Division of Pulmonary, Critical Care, and Sleep Medicine, Department of Medicine, Icahn School of Medicine at Mount Sinai, New York, New York.
Department of Emergency Medicine, Icahn School of Medicine at Mount Sinai, New York, New York.
Respir Care. 2022 Sep;67(9):1091-1099. doi: 10.4187/respcare.09772. Epub 2022 Jun 28.
Given the known downstream implications of choice of respiratory support on patient outcomes, all factors influencing these decisions, even those not limited to the patient, warrant close consideration. We examined the effect of emergency department (ED)-specific system factors, such as work load and census, on the use of noninvasive versus invasive respiratory support.
We conducted a multi-center retrospective cohort study of all adult subjects with severe COVID-19 requiring an ICU admission from 5 EDs within a single urban health care system. Subject demographics, severity of illness, and the type of respiratory support used were obtained. Using continuous measures of ED census, boarding, and active management, we estimated ED work load for each subjects' ED stay. The subjects were categorized by type(s) of respiratory support used: low-flow oxygen, noninvasive respiratory support (eg, noninvasive ventilation [NIV] and/or high-flow nasal cannula [HFNC]), invasive mechanical ventilation, or invasive mechanical ventilation after trial of NIV/HFNC. We used multivariable logistic regression to examine system factors associated with the type of respiratory support used in the ED.

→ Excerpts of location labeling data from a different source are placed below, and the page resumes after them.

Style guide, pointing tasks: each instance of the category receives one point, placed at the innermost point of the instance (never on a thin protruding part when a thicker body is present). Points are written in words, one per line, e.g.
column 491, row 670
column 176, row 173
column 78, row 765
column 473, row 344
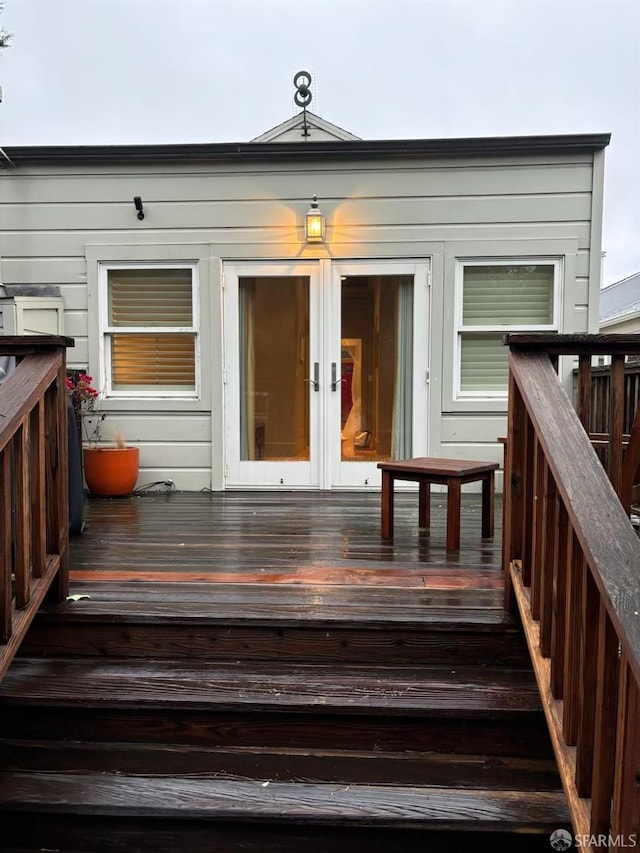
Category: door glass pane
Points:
column 376, row 367
column 274, row 364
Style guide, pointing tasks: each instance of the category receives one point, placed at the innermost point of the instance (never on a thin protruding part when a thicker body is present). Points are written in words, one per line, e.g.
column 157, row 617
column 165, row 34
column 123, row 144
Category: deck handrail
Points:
column 34, row 485
column 573, row 568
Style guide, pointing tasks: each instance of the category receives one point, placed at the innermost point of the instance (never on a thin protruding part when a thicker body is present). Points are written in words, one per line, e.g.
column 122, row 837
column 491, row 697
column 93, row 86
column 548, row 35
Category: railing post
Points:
column 57, row 483
column 626, row 798
column 5, row 544
column 513, row 504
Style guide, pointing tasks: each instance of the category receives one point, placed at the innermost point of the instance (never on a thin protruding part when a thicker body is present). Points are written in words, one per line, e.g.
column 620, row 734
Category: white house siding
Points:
column 56, row 220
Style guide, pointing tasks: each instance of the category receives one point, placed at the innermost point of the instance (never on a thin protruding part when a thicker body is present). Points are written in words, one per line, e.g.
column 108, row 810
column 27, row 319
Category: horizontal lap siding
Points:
column 49, row 216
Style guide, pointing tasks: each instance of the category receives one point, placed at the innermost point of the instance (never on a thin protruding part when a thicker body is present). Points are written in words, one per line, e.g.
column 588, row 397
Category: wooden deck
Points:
column 282, row 537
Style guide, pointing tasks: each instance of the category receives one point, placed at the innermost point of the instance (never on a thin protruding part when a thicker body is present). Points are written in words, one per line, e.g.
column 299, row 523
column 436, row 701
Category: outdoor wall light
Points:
column 314, row 223
column 138, row 203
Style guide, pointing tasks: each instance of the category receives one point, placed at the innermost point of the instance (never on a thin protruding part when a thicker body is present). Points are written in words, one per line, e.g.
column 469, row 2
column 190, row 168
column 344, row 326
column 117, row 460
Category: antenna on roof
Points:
column 302, row 96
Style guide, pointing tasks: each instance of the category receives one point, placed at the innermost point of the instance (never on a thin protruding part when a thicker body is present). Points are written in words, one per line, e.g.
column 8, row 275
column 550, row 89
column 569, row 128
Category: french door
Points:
column 325, row 371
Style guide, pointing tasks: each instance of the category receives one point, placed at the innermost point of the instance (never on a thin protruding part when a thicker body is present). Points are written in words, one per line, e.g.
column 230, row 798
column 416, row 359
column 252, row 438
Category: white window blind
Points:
column 497, row 298
column 484, row 366
column 156, row 349
column 508, row 295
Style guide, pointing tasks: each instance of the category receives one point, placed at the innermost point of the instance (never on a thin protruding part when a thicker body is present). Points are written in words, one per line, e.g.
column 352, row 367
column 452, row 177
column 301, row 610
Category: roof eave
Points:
column 25, row 155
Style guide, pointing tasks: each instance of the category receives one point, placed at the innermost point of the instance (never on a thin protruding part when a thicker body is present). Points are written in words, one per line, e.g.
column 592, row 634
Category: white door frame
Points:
column 325, row 470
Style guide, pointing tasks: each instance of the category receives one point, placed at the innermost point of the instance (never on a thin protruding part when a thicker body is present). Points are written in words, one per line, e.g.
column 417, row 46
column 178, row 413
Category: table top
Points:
column 438, row 466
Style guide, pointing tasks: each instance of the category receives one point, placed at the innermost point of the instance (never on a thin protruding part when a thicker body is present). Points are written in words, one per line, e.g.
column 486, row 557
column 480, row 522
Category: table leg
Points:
column 453, row 515
column 487, row 504
column 424, row 504
column 387, row 505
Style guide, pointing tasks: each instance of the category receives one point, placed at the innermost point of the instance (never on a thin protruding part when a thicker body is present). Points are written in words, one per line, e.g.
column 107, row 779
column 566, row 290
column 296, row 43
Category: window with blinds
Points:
column 151, row 331
column 497, row 298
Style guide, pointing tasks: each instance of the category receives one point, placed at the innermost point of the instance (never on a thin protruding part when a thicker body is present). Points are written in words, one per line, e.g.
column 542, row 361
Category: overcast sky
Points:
column 151, row 71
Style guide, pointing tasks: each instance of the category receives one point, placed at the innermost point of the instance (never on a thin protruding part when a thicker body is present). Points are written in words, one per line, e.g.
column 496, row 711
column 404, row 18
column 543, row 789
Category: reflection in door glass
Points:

A total of 634 subjects were included. Of these, 431 (70.0%) were managed on low-flow oxygen alone, 108 (17.0%) on NIV/HFNC, 54 (8.5%) on invasive mechanical ventilation directly, and 41 (6.5%) on NIV/HFNC prior to invasive mechanical ventilation in the ED. Higher severity of illness and underlying lung disease increased the odds of requiring invasive mechanical ventilation compared to low-flow oxygen (odds ratio 1.05 [95% CI 1.03-1.07] and odds ratio 3.47 [95% CI 1.37-8.78], respectively). Older age decreased odds of being on invasive mechanical ventilation compared to low-flow oxygen (odds ratio 0.96 [95% CI 0.94-0.99]). As ED work load increased, the odds for subjects to be managed initially with NIV/HFNC prior to invasive mechanical ventilation increased 6-8-fold.
High ED work load was associated with higher odds on HFNC/NIV prior to invasive mechanical ventilation.
鉴于选择呼吸支持对患者结局的已知下游影响,所有影响这些决策的因素,甚至不限于患者的因素,都值得密切考虑。我们研究了急诊科(ED)特定系统因素对无创与有创呼吸支持的使用的影响,如工作量和住院患者人数。
我们对来自单一城市医疗系统 5 家 ED 的所有需要 ICU 入院的重症 COVID-19 成年患者进行了多中心回顾性队列研究。获取了患者的人口统计学、疾病严重程度和使用的呼吸支持类型。使用 ED 住院期间 ED 工作量的连续测量指标(住院患者人数、留观和积极管理),对每位患者的 ED 住院情况进行了分类。根据使用的呼吸支持类型(低流量吸氧、无创呼吸支持(如无创通气 [NIV] 和/或高流量鼻导管 [HFNC])、有创机械通气或 NIV/HFNC 尝试后进行有创机械通气)对患者进行分类。我们使用多变量逻辑回归来检查与 ED 中使用的呼吸支持类型相关的系统因素。
共纳入 634 例患者。其中,431 例(70.0%)单独接受低流量吸氧治疗,108 例(17.0%)接受 NIV/HFNC 治疗,54 例(8.5%)直接接受有创机械通气治疗,41 例(6.5%)在 ED 中先接受 NIV/HFNC 治疗后再接受有创机械通气治疗。疾病严重程度较高和基础肺部疾病增加了与低流量吸氧相比需要有创机械通气的几率(比值比 1.05[95%CI 1.03-1.07]和比值比 3.47[95%CI 1.37-8.78])。年龄较大与低流量吸氧相比,接受有创机械通气的几率降低(比值比 0.96[95%CI 0.94-0.99])。随着 ED 工作量的增加,在 ED 中先接受 NIV/HFNC 治疗然后再接受有创机械通气的患者几率增加了 6-8 倍。
高 ED 工作量与 HFNC/NIV 治疗前接受有创机械通气的几率增加有关。